Capital loss streaming from 19 July 2011: pooled or merged assets
The general rule is that a restricted loss can be set off against a gain on an asset held by a company with restricted losses at the time it joined the group. Where the capital gains rules treat a collection of assets as a single asset then a special rule is needed to deal with the situation of the asset being “added to” after the company joins the group. The following example illustrates why.
In 2012, company L was acquired by the M group leading to its accrued loss of £12 million becoming restricted. At that time it held 1,000 shares in Y plc.
M also owned one million shares in Y plc showing a substantial unrealised gain.
In 2013, M transfers its shares in Y plc to L at no gain/no loss under TCGA92/S171. L then sells all its shares in Y plc and accrues a chargeable gain £20 million. Can L set the loss of £12 million against this?
In the hands of L, the shares in Y plc held at the time it joined the M group comprise a single asset, a holding of shares within TCGA92/S104. The one million shares acquired by L from M in 2013 represent an addition to that asset.
Therefore L’s gain on disposal of all its shares in Y plc is a gain on the disposal of an asset (the pool of shares in Y plc) which was held at the time it joined the M group. In the absence of any special rule, L’s loss of £12 million could be set off against the whole £20 million gain even though the gain is mainly attributable to the increase in value of one million shares in Y plc held by the M group before L became a member.
A similar issue arises if an asset which is acquired by a company after joining a group is treated as being the same as an asset it held when it joined the group.
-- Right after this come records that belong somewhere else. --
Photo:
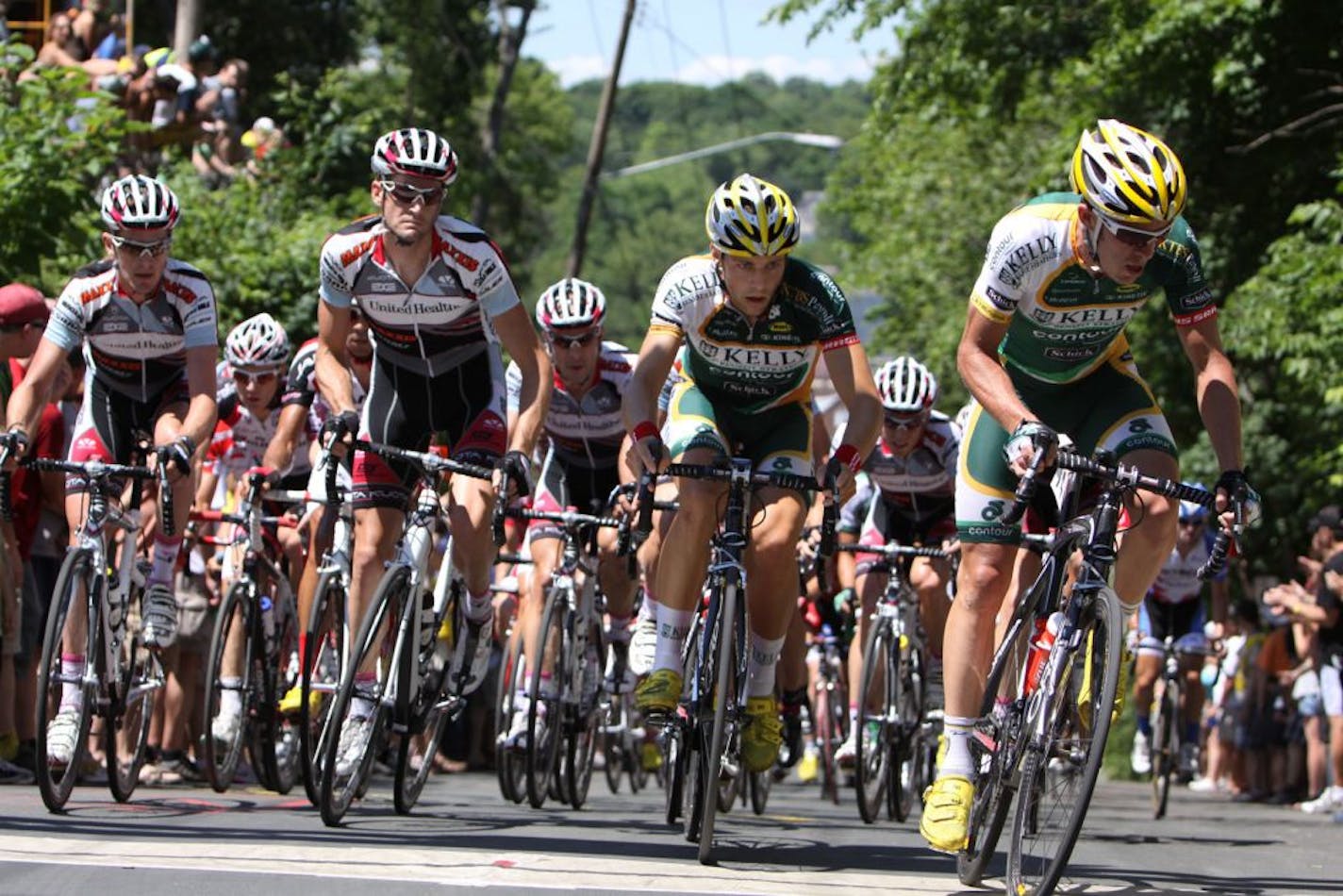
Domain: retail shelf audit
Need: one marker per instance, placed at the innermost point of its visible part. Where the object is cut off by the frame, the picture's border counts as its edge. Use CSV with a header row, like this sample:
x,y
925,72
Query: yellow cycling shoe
x,y
293,700
762,735
946,820
658,692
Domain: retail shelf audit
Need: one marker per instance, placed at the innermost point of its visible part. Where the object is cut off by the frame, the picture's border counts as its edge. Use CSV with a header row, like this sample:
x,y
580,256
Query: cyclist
x,y
146,323
746,324
1172,608
256,354
438,300
301,417
914,478
583,461
1042,352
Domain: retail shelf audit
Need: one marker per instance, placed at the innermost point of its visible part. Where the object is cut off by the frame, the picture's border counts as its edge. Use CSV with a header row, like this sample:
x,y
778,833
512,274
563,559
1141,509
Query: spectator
x,y
1324,608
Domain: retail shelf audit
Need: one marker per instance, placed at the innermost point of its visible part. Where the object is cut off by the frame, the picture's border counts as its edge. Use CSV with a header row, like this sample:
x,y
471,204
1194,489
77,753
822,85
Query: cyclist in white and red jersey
x,y
146,323
912,480
1174,607
439,301
301,417
585,433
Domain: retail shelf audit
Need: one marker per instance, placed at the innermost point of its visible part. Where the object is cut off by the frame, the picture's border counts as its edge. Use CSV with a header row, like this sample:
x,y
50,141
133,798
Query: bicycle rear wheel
x,y
76,579
1165,749
871,762
326,645
221,755
1060,770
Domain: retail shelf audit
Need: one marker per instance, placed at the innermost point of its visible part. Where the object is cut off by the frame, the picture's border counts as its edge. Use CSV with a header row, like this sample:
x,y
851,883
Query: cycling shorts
x,y
463,408
569,485
1109,408
1159,620
776,440
109,423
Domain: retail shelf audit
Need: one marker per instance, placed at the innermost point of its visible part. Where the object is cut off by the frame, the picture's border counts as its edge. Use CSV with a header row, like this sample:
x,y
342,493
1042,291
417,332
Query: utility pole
x,y
598,146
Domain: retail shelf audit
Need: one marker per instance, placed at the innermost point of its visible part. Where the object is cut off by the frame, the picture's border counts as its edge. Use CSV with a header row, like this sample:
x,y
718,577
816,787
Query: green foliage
x,y
57,139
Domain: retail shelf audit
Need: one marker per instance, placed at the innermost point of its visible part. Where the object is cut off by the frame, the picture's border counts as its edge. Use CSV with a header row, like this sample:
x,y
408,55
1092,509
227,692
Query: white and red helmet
x,y
906,386
139,203
571,303
414,151
258,342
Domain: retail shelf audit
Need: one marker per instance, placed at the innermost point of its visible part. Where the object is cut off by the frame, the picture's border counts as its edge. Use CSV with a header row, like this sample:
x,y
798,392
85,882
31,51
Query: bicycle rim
x,y
323,667
873,737
54,781
376,641
1060,772
550,670
222,756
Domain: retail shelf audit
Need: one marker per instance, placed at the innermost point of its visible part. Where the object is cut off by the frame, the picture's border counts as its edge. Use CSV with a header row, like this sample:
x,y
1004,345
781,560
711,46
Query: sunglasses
x,y
1134,237
144,250
406,193
244,377
575,341
904,421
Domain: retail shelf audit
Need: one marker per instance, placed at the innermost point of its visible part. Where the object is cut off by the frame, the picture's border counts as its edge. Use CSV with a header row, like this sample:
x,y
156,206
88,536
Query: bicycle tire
x,y
221,758
130,711
551,670
326,645
1165,749
1045,826
376,639
56,782
873,746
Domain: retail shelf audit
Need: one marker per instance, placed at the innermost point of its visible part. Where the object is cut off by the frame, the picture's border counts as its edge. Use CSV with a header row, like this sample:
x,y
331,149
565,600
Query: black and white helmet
x,y
571,303
414,151
258,342
906,386
139,203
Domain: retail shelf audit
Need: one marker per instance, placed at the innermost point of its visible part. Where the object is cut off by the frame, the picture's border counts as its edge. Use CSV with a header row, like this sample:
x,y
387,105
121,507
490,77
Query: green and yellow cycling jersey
x,y
748,366
1064,322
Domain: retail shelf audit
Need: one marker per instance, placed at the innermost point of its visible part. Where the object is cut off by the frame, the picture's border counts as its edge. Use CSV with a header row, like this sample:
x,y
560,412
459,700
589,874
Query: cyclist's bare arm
x,y
640,398
517,336
332,371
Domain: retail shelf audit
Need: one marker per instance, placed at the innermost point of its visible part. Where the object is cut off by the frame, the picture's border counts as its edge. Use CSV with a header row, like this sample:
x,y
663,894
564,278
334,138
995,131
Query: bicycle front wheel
x,y
57,772
1060,769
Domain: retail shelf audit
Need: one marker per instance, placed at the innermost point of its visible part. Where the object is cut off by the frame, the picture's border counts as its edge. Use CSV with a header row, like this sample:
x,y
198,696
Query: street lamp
x,y
825,141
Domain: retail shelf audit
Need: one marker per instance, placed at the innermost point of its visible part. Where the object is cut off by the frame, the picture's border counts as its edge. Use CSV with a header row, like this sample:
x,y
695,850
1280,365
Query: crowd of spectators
x,y
192,107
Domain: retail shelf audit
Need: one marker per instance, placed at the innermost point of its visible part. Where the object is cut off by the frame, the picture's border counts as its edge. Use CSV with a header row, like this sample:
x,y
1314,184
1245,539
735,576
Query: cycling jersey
x,y
136,350
585,431
442,320
1064,322
743,366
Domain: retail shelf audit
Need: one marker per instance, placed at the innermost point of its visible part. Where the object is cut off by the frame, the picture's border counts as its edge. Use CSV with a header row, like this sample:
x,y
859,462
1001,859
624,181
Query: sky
x,y
702,41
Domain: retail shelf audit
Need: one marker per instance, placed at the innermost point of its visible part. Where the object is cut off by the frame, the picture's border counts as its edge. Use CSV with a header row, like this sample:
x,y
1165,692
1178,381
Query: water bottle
x,y
1039,646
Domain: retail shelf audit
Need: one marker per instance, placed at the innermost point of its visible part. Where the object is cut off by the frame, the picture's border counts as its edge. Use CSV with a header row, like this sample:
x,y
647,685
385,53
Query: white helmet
x,y
414,151
258,342
571,303
139,203
906,386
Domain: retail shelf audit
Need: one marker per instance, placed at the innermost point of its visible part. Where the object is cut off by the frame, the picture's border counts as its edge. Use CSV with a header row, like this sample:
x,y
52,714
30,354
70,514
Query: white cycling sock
x,y
958,759
673,625
760,664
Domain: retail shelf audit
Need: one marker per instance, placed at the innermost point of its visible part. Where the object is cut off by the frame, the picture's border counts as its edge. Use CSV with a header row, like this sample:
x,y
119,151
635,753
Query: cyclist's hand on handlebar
x,y
1028,439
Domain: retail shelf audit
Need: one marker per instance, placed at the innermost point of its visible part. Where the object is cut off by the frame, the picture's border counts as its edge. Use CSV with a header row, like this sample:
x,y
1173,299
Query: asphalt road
x,y
463,835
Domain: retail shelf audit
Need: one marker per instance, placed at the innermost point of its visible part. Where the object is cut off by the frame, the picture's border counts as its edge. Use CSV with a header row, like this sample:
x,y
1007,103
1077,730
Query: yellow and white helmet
x,y
1128,174
753,217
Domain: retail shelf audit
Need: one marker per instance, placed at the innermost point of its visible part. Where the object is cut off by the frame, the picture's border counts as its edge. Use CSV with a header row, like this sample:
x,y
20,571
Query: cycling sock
x,y
673,625
762,661
72,692
958,759
165,559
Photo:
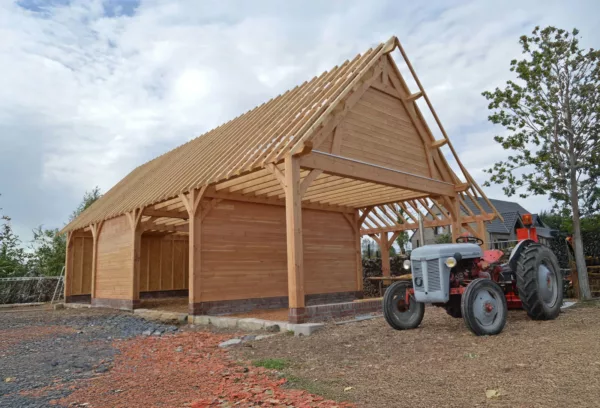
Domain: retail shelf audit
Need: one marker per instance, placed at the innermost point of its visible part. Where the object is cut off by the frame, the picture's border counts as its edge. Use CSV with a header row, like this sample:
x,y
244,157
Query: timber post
x,y
95,228
192,202
385,255
295,259
68,266
134,218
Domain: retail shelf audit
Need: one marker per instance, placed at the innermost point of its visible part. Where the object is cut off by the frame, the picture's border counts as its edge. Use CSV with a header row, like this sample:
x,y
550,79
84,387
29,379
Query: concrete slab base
x,y
161,315
78,305
13,305
304,329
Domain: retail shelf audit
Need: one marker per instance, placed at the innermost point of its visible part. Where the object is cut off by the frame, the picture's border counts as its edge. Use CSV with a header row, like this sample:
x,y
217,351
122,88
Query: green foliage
x,y
564,223
12,256
48,251
444,238
271,363
552,115
89,198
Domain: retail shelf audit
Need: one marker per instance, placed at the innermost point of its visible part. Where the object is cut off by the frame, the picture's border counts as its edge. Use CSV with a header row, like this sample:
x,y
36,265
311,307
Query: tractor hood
x,y
437,251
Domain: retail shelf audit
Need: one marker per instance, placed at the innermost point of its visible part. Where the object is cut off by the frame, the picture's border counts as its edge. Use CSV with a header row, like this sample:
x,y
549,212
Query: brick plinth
x,y
161,294
341,310
297,315
224,307
122,304
78,299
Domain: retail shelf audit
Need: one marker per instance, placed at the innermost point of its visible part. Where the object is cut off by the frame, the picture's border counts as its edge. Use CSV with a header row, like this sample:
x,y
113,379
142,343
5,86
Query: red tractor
x,y
474,284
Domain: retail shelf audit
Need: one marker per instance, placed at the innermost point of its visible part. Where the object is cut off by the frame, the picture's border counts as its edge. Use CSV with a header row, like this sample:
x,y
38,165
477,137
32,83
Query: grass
x,y
331,389
581,304
271,363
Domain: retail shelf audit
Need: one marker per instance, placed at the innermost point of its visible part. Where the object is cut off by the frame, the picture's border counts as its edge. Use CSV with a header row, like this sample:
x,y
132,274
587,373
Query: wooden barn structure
x,y
268,209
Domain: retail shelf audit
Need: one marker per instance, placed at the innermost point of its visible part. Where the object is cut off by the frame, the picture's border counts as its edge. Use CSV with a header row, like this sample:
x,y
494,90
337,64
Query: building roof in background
x,y
511,212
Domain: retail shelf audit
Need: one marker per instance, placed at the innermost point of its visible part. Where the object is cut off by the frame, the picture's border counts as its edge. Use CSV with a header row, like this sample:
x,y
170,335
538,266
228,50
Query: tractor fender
x,y
516,252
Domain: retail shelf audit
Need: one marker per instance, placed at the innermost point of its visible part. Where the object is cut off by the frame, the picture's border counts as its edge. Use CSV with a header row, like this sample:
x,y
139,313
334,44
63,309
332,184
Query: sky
x,y
91,89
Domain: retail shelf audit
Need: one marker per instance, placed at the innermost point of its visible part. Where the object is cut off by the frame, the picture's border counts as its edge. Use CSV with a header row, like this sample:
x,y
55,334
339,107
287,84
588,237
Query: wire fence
x,y
30,289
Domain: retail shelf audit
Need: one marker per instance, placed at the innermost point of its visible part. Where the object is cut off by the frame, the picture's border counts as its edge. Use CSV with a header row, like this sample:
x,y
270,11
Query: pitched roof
x,y
265,134
511,212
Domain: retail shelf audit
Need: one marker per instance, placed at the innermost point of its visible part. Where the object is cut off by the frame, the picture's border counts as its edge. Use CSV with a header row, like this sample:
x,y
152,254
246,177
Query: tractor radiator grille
x,y
433,275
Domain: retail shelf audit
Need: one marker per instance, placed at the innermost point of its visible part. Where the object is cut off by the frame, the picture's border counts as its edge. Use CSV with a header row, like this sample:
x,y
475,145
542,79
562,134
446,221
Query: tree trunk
x,y
584,285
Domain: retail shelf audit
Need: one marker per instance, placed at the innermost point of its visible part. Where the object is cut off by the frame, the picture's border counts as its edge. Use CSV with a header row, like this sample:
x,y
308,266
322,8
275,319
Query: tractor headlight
x,y
450,262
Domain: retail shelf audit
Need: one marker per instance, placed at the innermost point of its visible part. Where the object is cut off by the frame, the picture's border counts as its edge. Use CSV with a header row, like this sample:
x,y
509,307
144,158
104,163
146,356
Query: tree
x,y
48,251
12,256
48,247
564,224
552,116
89,198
For example, where a freehold is merged with a leasehold interest or where certain share reorganisations have taken place and the new holding is treated as the same asset as the original shares, TCGA92/S127.
The provisions dealing with these special cases are in TCGA92/SCH7A/PARA7(5). Where a gain accrues on the disposal of the whole or any part of:
- an asset treated as a single asset (that is, a pooled asset) but comprising assets only some of which were held at the time the company joined the group, or
- an asset treated as held at the relevant time by a provision which treats an asset not held at the time the company joined the group as the same as an asset which was held at that time
there is a further restriction on the amount of the loss that can be used. A restricted loss can be deducted from the gain under TCGA92/SCH7APARA7(1)(b) or TCGA92/SCH7APARA7(2)(b) only to the extent of the proportion of the gain attributable to assets held at the time the company joined the group, or which represents the gain that would have accrued on the asset held at that time.
The legislation does not prescribe any apportionment method. HMRC will accept any reasonable method of apportionment consistent with the result that restricted loss is only set off against gains attributable to the increase in value up to the time of the disposal of the part of the gain asset held at the time the company joined the group.
Note: Additional rules relating to loss buying were enacted in FA 2006. See CG47020+ for guidance on the rules which apply in priority to TCGA92/SCH7A for accounting periods ending on or after 5 December 2005.